FRIEDRICH NIETZSCHE
Nach neuen Meeren
Dorthin – w i l l ich; und ich traue
Mir fortan und meinem Griff.
Offen liegt das Meer, ins Blaue
Treibt mein Genueser Schiff.
Alles glänzt mir neu und neuer,
Mittag schläft auf Raum und Zeit –:
Nur d e i n Auge – ungeheuer
Blickt mich’s an, Unendlichkeit.
1887
Der an Melancholie leidende Dichter und Philosoph Friedrich Nietzsche (1844–1900) wollte Schopenhauers Pessimismus überwinden und setzte dagegen die radikale Lebensbejahung. In dem hochgestimmten Meeresgedicht beschwört das lyrische Ich wie ein neuer Kolumbus seinen Aufbruch ins Offene. Die entschlossen auftretenden trochäischen Vierheber vermitteln wie auch der Inhalt Selbstvertrauen, Lebenslust und Zuversicht, bei gleichzeitigem Respekt vor der Unendlichkeit, die so ungeheuerlich wie das Meer ist.

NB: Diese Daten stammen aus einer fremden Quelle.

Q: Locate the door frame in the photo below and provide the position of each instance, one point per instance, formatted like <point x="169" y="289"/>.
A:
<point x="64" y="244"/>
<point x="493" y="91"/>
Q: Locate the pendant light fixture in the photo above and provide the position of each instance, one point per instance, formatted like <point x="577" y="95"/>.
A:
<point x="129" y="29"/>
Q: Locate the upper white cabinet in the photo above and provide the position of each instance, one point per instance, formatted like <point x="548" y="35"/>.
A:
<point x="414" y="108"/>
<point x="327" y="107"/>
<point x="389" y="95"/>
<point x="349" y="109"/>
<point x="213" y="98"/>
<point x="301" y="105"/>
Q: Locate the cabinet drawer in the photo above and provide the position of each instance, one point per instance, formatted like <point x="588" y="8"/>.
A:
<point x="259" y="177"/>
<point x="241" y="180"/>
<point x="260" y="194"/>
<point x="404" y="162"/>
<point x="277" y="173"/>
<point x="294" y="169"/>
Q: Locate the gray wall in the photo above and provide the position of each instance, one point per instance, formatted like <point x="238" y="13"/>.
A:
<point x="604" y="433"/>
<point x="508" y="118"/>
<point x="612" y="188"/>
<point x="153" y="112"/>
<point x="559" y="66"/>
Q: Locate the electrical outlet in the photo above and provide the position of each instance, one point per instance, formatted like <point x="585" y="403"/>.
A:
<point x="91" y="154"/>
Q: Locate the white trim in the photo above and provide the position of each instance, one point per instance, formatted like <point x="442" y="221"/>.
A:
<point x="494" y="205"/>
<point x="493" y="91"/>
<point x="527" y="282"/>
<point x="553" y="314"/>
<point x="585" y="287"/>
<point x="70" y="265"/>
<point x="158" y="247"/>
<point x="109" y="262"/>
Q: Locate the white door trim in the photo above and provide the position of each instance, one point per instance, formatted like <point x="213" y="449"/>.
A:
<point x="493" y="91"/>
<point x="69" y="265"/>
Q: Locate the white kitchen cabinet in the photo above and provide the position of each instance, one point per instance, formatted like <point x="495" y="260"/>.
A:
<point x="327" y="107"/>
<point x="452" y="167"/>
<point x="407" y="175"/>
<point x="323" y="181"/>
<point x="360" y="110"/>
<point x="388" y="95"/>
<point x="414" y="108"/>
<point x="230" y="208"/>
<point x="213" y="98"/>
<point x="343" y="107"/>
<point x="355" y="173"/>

Das Gedicht gehört zu den „Liedern des Prinzen Vogelfrei“; es erschien 1887 in der ergänzten Fassung des Werks Die fröhliche Wissenschaft. Der Autor selbst bewertete es als ein sehr persönliches Buch. Das Gedicht nimmt auf zeitlose, poetische Weise eine ganz konkrete Standortbestimmung vor: Obwohl in der fröhlichen Wissenschaft alle Extreme und Widersprüche seines Denkens zur Sprache kommen, befand Nietzsche sich in einem Zustand der Ausgewogenheit, des fragilen Gleichgewichts.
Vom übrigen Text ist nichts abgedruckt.